ColAtt‐Net: In Reducing the Ambiguity of Pedestrian Orientations on Attribute‐Aware Semantic Segmentation Task

Semantic segmentation has become one of the trending topics in the world of computer vision and deep learning. Recently, due to an increasing demand to solve a semantic segmentation task simultaneously with attribute recognition of objects, a new task named attribute‐aware semantic segmentation has been introduced. Since the task requires to handle pixel‐wise object class estimation with its attributes such as a pedestrian's body orientation, previous works had difficulties to handle ambiguous attributes such as body orientations in object‐level, especially when segmenting the pedestrians with their attributes correctly. This paper proposes the ColAtt‐Net that is an attribute‐aware semantic segmentation model augmented by a column‐wise mask branch to predict the pedestrians' orientations in the horizontal perspective of the input image. We firmly assume that the pedestrians captured by a car‐mounted camera are distributed horizontally so that for each column of the input image, the pedestrian pixels can be labeled with one orientation uniformly. In the proposed method, we split the output of the base semantic segmentation model into two branches; one branch for segmenting the object categories, while the other one, as the novel column‐wise attribute branch, is to map the recognition of pedestrian's orientations that are distributed horizontally. This method successfully enhances the performance of attribute‐aware semantic segmentation by reducing the ambiguity on segmenting the pedestrian's orientation. Improvements on the pedestrian orientation segmentation are confidently shown by the proposed method in the experimental results, both in quantitative and qualitative views. This paper also discusses how the improved performance becomes an advantage in the autonomous driving system. © 2020 Institute of Electrical Engineers of Japan. Published by Wiley Periodicals LLC.

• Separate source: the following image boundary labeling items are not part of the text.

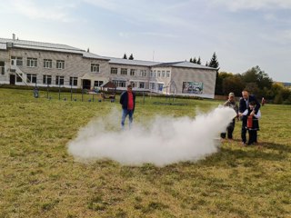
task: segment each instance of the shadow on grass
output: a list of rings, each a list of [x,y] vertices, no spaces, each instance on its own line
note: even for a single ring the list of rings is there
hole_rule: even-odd
[[[261,143],[258,145],[242,147],[233,144],[231,147],[222,146],[220,152],[207,156],[198,164],[227,164],[232,167],[238,165],[239,161],[252,162],[255,160],[283,161],[288,158],[291,147],[272,143]],[[250,164],[252,165],[252,164]]]
[[[291,153],[291,145],[279,144],[273,143],[262,143],[264,148],[277,150],[279,152]]]

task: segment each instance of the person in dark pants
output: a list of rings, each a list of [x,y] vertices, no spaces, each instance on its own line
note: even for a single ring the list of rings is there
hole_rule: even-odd
[[[248,131],[248,145],[257,143],[257,131],[260,130],[258,119],[261,117],[261,111],[255,113],[255,107],[256,103],[250,102],[249,107],[243,113],[243,115],[247,116],[246,123],[243,125]]]
[[[228,100],[226,102],[225,102],[224,106],[233,108],[237,114],[236,117],[238,117],[238,114],[237,114],[238,113],[238,106],[237,106],[237,104],[236,103],[234,93],[230,93],[228,94]],[[226,133],[227,133],[228,139],[233,139],[233,133],[235,130],[235,124],[236,124],[236,117],[232,120],[232,122],[229,123],[229,124],[226,127]],[[220,137],[223,139],[226,138],[226,133],[221,133]]]
[[[133,86],[131,84],[128,84],[127,91],[120,95],[120,104],[122,105],[121,127],[125,129],[125,118],[128,115],[129,128],[131,128],[135,107],[135,94],[133,92]]]
[[[255,102],[256,107],[254,108],[254,113],[256,114],[258,110],[261,107],[260,103],[256,100],[256,98],[253,94],[249,94],[246,90],[244,90],[242,92],[243,97],[240,98],[239,100],[239,106],[238,106],[238,115],[242,119],[243,124],[242,124],[242,130],[241,130],[241,137],[242,137],[242,143],[244,145],[246,144],[246,124],[247,122],[247,115],[244,115],[243,113],[248,109],[249,107],[249,103],[250,102]]]

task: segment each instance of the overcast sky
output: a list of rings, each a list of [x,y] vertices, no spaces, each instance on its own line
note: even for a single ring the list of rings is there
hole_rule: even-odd
[[[220,71],[259,65],[291,82],[291,0],[0,0],[0,37],[104,56],[173,62],[216,53]]]

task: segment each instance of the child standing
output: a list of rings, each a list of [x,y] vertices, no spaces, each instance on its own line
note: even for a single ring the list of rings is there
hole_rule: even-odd
[[[261,111],[256,113],[255,107],[256,102],[250,102],[248,108],[243,113],[243,115],[247,116],[247,119],[243,121],[243,126],[248,131],[248,145],[257,143],[258,119],[261,117]]]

[1]  Hiroshi Murase,et al.  Performance Boost of Attribute-aware Semantic Segmentation via Data Augmentation for Driver Assistance , 2020, 2020 8th International Conference on Information and Communication Technology (ICoICT).

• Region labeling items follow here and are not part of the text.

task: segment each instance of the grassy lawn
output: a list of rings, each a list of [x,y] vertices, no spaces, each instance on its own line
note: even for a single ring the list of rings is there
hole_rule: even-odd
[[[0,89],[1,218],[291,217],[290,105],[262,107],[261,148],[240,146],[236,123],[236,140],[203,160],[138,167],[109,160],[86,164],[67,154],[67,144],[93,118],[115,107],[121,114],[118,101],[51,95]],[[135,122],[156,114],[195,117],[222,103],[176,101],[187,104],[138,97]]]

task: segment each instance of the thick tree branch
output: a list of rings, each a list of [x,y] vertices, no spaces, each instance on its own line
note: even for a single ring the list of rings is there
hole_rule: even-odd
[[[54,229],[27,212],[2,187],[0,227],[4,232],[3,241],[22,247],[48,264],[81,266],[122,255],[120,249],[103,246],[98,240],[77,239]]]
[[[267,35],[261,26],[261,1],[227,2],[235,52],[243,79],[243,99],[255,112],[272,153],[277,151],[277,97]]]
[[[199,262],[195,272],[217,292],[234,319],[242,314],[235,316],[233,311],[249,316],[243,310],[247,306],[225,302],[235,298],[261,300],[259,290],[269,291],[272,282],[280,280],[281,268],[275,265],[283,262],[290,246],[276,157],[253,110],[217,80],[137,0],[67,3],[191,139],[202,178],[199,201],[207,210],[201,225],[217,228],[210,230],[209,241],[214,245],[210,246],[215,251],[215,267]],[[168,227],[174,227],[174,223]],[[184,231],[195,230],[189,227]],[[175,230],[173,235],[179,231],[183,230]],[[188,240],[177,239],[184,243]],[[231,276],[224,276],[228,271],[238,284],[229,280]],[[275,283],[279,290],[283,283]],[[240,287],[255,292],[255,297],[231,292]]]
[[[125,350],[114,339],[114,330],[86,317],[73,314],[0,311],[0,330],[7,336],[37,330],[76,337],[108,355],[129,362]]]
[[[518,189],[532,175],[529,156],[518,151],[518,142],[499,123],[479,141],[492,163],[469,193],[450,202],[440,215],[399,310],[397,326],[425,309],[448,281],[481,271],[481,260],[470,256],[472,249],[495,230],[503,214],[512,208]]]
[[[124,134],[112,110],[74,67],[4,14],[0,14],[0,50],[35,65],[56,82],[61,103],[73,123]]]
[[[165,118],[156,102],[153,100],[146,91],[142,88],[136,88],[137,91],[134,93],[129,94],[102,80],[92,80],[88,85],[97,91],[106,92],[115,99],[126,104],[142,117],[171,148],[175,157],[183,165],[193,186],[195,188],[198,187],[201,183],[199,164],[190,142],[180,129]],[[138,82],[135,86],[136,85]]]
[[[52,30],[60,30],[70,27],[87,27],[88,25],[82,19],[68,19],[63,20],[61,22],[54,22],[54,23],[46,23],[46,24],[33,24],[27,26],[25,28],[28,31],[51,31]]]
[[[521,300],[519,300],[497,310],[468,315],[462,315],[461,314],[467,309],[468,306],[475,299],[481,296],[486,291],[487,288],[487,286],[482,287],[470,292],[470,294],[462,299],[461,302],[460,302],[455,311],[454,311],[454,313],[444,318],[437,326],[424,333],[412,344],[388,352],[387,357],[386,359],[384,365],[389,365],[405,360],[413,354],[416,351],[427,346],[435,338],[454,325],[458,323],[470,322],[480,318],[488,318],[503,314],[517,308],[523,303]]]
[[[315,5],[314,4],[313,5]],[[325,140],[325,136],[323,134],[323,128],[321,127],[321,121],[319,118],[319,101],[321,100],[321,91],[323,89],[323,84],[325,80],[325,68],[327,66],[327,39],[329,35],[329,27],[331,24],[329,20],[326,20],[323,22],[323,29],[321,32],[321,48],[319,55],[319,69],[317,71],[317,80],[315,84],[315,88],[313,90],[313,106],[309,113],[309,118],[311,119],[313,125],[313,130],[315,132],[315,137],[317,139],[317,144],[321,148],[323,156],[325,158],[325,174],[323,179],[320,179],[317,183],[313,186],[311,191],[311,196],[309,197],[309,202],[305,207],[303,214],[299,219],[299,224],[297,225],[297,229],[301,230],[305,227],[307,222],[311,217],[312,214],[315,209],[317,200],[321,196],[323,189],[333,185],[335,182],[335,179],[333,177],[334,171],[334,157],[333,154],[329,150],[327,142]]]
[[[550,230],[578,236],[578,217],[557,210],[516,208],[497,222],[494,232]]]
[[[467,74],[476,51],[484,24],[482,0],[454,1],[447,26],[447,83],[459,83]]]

[2]  M. D. Sulistiyo,et al.  Attribute-Aware Loss Function for Accurate Semantic Segmentation Considering the Pedestrian Orientations , 2020, IEICE Trans. Fundam. Electron. Commun. Comput. Sci..

[3]  Hongsheng Yin,et al.  Deep Semantic Segmentation of Kidney and Space-Occupying Lesion Area Based on SCNN and ResNet Models Combined with SIFT-Flow Algorithm , 2018, Journal of Medical Systems.

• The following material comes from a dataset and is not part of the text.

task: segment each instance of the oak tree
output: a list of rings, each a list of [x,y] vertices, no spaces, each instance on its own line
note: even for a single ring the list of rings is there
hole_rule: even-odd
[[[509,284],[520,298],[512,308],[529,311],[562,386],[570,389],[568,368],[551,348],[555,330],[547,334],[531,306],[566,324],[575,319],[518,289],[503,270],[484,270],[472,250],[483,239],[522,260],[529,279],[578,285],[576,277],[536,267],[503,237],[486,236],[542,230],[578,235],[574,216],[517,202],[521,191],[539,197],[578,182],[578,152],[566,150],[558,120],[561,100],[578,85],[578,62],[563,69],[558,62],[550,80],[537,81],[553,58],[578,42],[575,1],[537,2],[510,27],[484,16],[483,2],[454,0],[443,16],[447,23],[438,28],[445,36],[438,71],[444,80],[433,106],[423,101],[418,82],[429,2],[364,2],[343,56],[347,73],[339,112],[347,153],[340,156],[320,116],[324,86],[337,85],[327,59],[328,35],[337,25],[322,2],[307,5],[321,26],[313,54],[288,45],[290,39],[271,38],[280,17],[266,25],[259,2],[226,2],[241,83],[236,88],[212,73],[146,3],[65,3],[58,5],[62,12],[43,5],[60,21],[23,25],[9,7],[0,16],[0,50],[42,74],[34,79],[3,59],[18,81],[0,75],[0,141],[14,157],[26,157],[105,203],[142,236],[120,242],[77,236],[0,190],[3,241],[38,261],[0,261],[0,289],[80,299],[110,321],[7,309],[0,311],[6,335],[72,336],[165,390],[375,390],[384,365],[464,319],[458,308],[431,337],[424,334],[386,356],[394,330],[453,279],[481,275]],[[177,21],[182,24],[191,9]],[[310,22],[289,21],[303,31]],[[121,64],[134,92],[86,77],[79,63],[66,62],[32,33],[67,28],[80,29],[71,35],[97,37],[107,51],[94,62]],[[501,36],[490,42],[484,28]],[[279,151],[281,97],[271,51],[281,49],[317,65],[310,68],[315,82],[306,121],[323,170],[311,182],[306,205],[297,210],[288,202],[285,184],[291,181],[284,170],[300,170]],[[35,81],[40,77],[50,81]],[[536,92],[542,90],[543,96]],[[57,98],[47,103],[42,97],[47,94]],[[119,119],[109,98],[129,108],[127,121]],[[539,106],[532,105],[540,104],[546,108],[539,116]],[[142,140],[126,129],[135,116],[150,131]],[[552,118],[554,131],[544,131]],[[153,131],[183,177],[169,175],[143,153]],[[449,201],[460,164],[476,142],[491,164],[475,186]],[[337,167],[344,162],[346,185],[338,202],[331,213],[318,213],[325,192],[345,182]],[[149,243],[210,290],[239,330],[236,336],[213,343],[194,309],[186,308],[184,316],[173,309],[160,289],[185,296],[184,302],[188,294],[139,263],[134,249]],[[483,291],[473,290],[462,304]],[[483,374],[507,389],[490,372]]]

[4]  Hironobu Fujiyoshi,et al.  Estimation of Driver's Insight for Safe Passing based on Pedestrian Attributes , 2018, 2018 21st International Conference on Intelligent Transportation Systems (ITSC).

[5]  Haiqiang Chen,et al.  Road segmentation for all-day outdoor robot navigation , 2018, Neurocomputing.

[6]  Daisuke Deguchi,et al.  Attribute-aware Semantic Segmentation of Road Scenes for Understanding Pedestrian Orientations , 2018, 2018 21st International Conference on Intelligent Transportation Systems (ITSC).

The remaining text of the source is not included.